I went in not really knowing what to expect and I have a feeling I should have gone by myself rather than with a friend. We ended up interacting with the pieces and taking photographs posing because the colours of our clothes matched the paintings. There were other people there sitting quietly, sketching, writing, and I worried we looked like we didn’t take them seriously. Were we MOCKING? At the same time I wondered, is that what Rothko would have wanted? Serious and quiet meditation? Was that the purpose of the works? Or is it for everyone to feel what they want to feel? I did think it was the overwhelming monumentality of them that resonated with me. It made me want to add at least two times more fridges to my MAMADRAMA(or MOTHERCORE), which I decided to rename after realising that Rothko called his own paintings “dramas” and that truly resonates with the drama happening inside my overwhelmed mother mind when painting my abstracts on the fridge doors. But I feel I want to go back when I’m more depressed and check how differently looking at them might feel
Then I watched the 15min film on youtube dedicated to the Seagram Commission. Finding out Rothko was found dead in a pool of blood roughly the size of one of his paintings is making me feel something I find hard to describe. I want to go and see the paintings again, and check how am I going to feel when looking at them, knowing the story of the devastatingly unhappy person behind them. Knowing he was an immigrant, like me but also his approach “I’m interested only in painting basic human emotions – tragedy – ecstasy – doom and so on” so emotionally charged, similar to mine when working in my studio. There is something about him I want to explore deeper, ask more questions
Why “a painting is not a picture of an experience but it is the experience”?

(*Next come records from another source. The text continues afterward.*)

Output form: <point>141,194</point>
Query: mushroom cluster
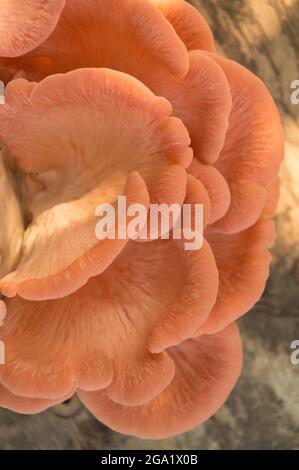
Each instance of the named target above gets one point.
<point>128,97</point>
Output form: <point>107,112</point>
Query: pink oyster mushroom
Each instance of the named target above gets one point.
<point>128,97</point>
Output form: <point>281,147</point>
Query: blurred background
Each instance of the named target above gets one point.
<point>263,410</point>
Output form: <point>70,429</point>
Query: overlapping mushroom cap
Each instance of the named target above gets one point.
<point>128,97</point>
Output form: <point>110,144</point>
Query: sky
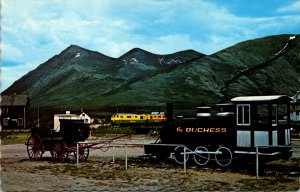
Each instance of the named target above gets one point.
<point>33,31</point>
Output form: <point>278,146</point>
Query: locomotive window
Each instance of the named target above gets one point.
<point>243,114</point>
<point>282,114</point>
<point>274,115</point>
<point>262,116</point>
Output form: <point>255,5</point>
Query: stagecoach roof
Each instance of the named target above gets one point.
<point>261,98</point>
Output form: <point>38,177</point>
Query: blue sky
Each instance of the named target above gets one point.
<point>33,31</point>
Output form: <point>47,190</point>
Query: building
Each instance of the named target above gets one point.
<point>14,111</point>
<point>295,109</point>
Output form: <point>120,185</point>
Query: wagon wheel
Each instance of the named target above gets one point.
<point>224,158</point>
<point>34,147</point>
<point>59,151</point>
<point>201,156</point>
<point>179,156</point>
<point>84,152</point>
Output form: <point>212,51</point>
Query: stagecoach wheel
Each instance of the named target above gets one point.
<point>59,152</point>
<point>34,148</point>
<point>179,156</point>
<point>84,152</point>
<point>201,156</point>
<point>223,156</point>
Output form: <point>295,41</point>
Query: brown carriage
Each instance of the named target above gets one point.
<point>60,144</point>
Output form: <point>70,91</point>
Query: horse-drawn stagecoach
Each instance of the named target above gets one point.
<point>60,143</point>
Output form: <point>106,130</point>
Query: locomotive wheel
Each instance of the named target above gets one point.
<point>179,156</point>
<point>225,158</point>
<point>83,152</point>
<point>59,152</point>
<point>201,156</point>
<point>34,148</point>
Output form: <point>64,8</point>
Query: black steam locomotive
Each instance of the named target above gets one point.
<point>234,131</point>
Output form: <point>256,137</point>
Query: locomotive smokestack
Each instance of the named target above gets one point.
<point>169,112</point>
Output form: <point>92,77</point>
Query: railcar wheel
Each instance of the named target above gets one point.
<point>224,157</point>
<point>179,156</point>
<point>34,147</point>
<point>84,152</point>
<point>201,156</point>
<point>59,152</point>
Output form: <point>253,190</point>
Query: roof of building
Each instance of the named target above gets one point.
<point>260,98</point>
<point>14,100</point>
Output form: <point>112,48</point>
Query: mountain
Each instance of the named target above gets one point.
<point>80,78</point>
<point>77,75</point>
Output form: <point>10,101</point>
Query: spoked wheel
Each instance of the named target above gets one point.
<point>201,156</point>
<point>35,149</point>
<point>84,152</point>
<point>224,157</point>
<point>59,151</point>
<point>179,156</point>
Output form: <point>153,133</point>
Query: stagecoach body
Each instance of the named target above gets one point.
<point>59,143</point>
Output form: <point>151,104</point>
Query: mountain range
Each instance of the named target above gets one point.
<point>80,78</point>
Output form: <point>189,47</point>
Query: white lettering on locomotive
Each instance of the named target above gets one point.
<point>202,130</point>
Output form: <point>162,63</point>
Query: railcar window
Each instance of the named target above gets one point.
<point>262,115</point>
<point>274,115</point>
<point>282,114</point>
<point>243,114</point>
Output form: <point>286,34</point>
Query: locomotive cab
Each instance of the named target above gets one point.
<point>263,121</point>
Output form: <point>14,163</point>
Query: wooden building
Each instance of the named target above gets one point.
<point>14,111</point>
<point>295,110</point>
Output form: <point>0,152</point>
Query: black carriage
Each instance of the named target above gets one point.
<point>60,143</point>
<point>238,128</point>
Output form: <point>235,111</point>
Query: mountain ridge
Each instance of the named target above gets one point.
<point>140,78</point>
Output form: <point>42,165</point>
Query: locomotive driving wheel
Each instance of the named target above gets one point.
<point>84,152</point>
<point>59,151</point>
<point>34,147</point>
<point>201,155</point>
<point>223,156</point>
<point>179,154</point>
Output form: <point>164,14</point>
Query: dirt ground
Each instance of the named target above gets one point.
<point>101,173</point>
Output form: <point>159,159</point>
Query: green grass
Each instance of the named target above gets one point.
<point>10,137</point>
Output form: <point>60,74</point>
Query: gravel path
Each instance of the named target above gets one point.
<point>100,173</point>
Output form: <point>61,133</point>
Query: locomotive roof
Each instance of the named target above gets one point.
<point>261,98</point>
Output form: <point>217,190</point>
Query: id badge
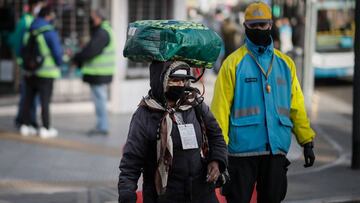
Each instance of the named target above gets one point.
<point>188,136</point>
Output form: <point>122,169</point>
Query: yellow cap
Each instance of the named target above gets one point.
<point>258,12</point>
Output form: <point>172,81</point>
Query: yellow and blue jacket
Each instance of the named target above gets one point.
<point>253,120</point>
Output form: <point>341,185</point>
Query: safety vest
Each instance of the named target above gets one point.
<point>49,68</point>
<point>256,119</point>
<point>104,63</point>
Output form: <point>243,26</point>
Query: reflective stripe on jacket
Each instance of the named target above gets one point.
<point>253,121</point>
<point>104,63</point>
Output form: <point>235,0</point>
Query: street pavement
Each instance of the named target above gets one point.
<point>76,168</point>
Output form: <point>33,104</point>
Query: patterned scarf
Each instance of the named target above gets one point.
<point>164,141</point>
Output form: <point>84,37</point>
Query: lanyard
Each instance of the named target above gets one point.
<point>266,74</point>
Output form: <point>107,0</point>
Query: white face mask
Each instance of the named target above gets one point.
<point>36,10</point>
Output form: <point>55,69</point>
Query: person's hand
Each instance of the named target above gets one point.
<point>309,154</point>
<point>213,172</point>
<point>127,197</point>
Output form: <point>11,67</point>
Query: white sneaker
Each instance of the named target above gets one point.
<point>48,133</point>
<point>26,130</point>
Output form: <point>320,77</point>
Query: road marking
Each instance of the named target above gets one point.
<point>64,144</point>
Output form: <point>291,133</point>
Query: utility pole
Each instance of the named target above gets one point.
<point>310,34</point>
<point>355,163</point>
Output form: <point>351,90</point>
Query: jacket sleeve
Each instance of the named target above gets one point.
<point>99,40</point>
<point>223,95</point>
<point>53,41</point>
<point>217,145</point>
<point>301,129</point>
<point>132,160</point>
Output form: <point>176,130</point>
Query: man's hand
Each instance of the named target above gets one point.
<point>213,172</point>
<point>309,154</point>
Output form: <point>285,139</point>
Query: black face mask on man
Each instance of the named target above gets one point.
<point>259,37</point>
<point>174,92</point>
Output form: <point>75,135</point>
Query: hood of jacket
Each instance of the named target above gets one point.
<point>157,72</point>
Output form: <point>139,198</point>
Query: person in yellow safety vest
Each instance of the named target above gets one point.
<point>41,81</point>
<point>15,41</point>
<point>97,63</point>
<point>258,103</point>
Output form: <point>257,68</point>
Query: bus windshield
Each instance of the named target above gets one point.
<point>336,26</point>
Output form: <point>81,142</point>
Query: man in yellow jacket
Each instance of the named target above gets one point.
<point>258,102</point>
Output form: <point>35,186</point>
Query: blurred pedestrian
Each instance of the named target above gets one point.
<point>97,63</point>
<point>174,141</point>
<point>258,102</point>
<point>41,81</point>
<point>16,41</point>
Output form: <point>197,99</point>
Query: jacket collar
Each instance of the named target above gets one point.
<point>259,50</point>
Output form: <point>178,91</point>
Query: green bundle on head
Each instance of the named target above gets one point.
<point>164,40</point>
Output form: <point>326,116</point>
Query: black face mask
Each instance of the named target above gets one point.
<point>175,92</point>
<point>259,37</point>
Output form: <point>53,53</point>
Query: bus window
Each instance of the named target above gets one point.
<point>335,30</point>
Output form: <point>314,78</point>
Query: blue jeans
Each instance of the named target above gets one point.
<point>99,97</point>
<point>19,116</point>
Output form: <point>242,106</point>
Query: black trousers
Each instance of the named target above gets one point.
<point>43,87</point>
<point>267,171</point>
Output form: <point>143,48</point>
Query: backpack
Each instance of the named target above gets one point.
<point>30,52</point>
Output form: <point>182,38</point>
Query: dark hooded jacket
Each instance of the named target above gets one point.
<point>187,175</point>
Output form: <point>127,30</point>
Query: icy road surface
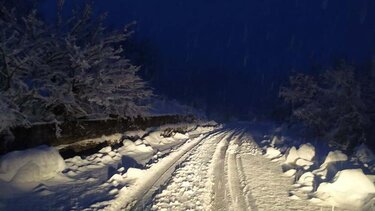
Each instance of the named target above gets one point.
<point>226,171</point>
<point>205,169</point>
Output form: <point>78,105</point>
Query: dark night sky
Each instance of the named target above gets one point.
<point>230,53</point>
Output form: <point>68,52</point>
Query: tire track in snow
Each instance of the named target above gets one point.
<point>138,196</point>
<point>187,187</point>
<point>234,183</point>
<point>217,174</point>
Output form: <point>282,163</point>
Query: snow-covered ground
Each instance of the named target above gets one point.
<point>231,167</point>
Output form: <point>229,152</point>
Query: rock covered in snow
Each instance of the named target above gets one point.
<point>292,156</point>
<point>306,152</point>
<point>332,164</point>
<point>106,150</point>
<point>140,153</point>
<point>31,165</point>
<point>290,172</point>
<point>307,179</point>
<point>364,154</point>
<point>305,163</point>
<point>335,156</point>
<point>272,153</point>
<point>301,157</point>
<point>180,136</point>
<point>276,141</point>
<point>350,188</point>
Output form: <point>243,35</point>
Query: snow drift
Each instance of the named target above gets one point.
<point>31,165</point>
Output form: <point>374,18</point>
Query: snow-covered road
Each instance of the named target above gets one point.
<point>226,171</point>
<point>221,168</point>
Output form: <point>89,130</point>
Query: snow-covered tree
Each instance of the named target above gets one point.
<point>71,70</point>
<point>331,105</point>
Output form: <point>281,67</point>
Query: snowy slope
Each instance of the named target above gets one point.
<point>207,168</point>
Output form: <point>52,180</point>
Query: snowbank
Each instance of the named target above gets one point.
<point>335,180</point>
<point>31,165</point>
<point>350,188</point>
<point>138,151</point>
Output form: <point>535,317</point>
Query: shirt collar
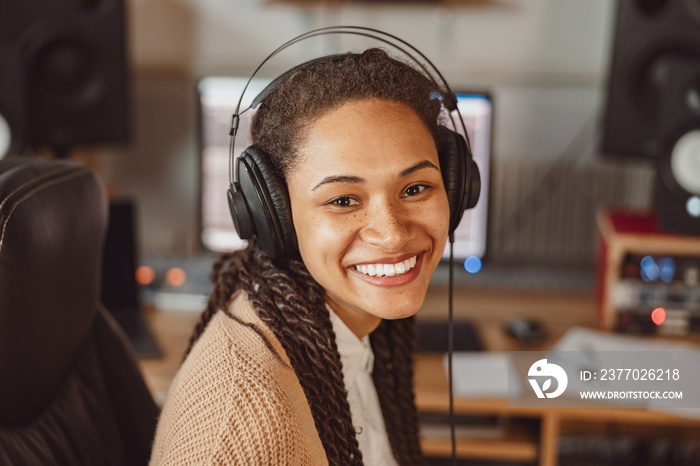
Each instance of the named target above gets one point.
<point>355,353</point>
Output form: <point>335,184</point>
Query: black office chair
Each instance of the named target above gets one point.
<point>70,390</point>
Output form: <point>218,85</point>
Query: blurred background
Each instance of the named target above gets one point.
<point>589,149</point>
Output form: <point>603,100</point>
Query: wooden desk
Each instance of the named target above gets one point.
<point>523,443</point>
<point>488,309</point>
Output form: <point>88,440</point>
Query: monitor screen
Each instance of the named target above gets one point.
<point>218,97</point>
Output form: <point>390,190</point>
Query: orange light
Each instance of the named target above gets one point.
<point>175,276</point>
<point>658,315</point>
<point>145,275</point>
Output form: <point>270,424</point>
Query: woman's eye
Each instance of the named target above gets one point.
<point>413,190</point>
<point>344,202</point>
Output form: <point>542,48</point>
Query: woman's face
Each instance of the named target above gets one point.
<point>370,210</point>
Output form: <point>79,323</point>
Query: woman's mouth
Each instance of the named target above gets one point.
<point>389,269</point>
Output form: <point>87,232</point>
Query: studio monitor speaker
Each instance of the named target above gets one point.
<point>74,68</point>
<point>653,102</point>
<point>11,103</point>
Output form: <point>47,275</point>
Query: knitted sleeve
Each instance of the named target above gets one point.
<point>232,402</point>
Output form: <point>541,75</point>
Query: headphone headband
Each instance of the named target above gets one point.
<point>450,101</point>
<point>258,197</point>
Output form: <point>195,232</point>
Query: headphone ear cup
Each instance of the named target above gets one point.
<point>455,158</point>
<point>265,196</point>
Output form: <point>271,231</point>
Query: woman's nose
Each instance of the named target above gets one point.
<point>388,226</point>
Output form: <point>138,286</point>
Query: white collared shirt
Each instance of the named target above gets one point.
<point>357,359</point>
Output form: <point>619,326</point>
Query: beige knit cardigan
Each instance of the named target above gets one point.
<point>234,402</point>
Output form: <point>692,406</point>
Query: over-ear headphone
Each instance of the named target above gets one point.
<point>258,197</point>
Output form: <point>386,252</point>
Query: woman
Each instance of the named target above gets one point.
<point>280,369</point>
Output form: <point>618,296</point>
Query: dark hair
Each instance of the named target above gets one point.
<point>283,292</point>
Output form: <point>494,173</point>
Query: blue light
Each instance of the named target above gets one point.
<point>472,264</point>
<point>650,271</point>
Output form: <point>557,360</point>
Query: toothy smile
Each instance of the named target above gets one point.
<point>388,270</point>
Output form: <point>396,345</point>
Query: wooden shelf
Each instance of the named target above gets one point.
<point>516,444</point>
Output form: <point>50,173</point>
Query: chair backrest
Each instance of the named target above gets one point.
<point>71,391</point>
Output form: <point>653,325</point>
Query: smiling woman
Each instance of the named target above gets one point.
<point>310,359</point>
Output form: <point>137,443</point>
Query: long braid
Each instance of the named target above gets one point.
<point>392,343</point>
<point>403,340</point>
<point>291,304</point>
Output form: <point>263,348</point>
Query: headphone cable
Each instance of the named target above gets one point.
<point>450,350</point>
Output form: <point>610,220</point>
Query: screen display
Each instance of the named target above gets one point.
<point>218,97</point>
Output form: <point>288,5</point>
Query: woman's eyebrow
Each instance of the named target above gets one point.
<point>339,179</point>
<point>418,166</point>
<point>356,179</point>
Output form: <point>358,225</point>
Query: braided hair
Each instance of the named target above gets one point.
<point>283,292</point>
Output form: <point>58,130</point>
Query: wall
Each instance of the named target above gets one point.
<point>543,60</point>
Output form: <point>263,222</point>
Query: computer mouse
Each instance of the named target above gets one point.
<point>525,330</point>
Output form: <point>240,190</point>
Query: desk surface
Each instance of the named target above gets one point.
<point>488,309</point>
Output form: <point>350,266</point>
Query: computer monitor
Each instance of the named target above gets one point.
<point>218,97</point>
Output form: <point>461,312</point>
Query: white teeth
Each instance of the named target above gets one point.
<point>389,270</point>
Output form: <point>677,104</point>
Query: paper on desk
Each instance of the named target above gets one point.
<point>585,349</point>
<point>583,339</point>
<point>482,375</point>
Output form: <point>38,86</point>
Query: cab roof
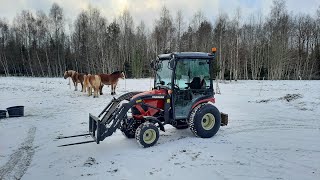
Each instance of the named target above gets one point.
<point>186,55</point>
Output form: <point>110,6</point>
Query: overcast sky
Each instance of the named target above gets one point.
<point>148,10</point>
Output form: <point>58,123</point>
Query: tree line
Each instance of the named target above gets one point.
<point>280,46</point>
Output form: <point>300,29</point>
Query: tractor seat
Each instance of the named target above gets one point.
<point>195,83</point>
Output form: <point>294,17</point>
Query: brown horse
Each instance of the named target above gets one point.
<point>92,82</point>
<point>111,79</point>
<point>76,78</point>
<point>86,84</point>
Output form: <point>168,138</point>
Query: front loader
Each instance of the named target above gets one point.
<point>183,96</point>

How “viewing these paintings is an interacion between two people: Rothko and us”?
Why Rothko “never found peace” and even though he was an atheist why does the Seagram Murals project feel like a “temple” or a “shrine”?
In the words of Christopher Rothko, Mark’s son: “These works touch us because they know exactly “where we live”. They speak to us, imparting a message akin to “this is what it feels like to feel this way.” They are essentially the painted expression of what it is to be human and alive, filled with joy and sorrow, aspiration and despair, fears and hopes, and fears about our hopes.”
I feel there’s a connection between Bjork’s and Rosalia’s music I’ve been listening, my anger, rage and despair I felt in states of depression, Rothko’s paintings, Dyonisus and what I’m painting on fridge doors right now.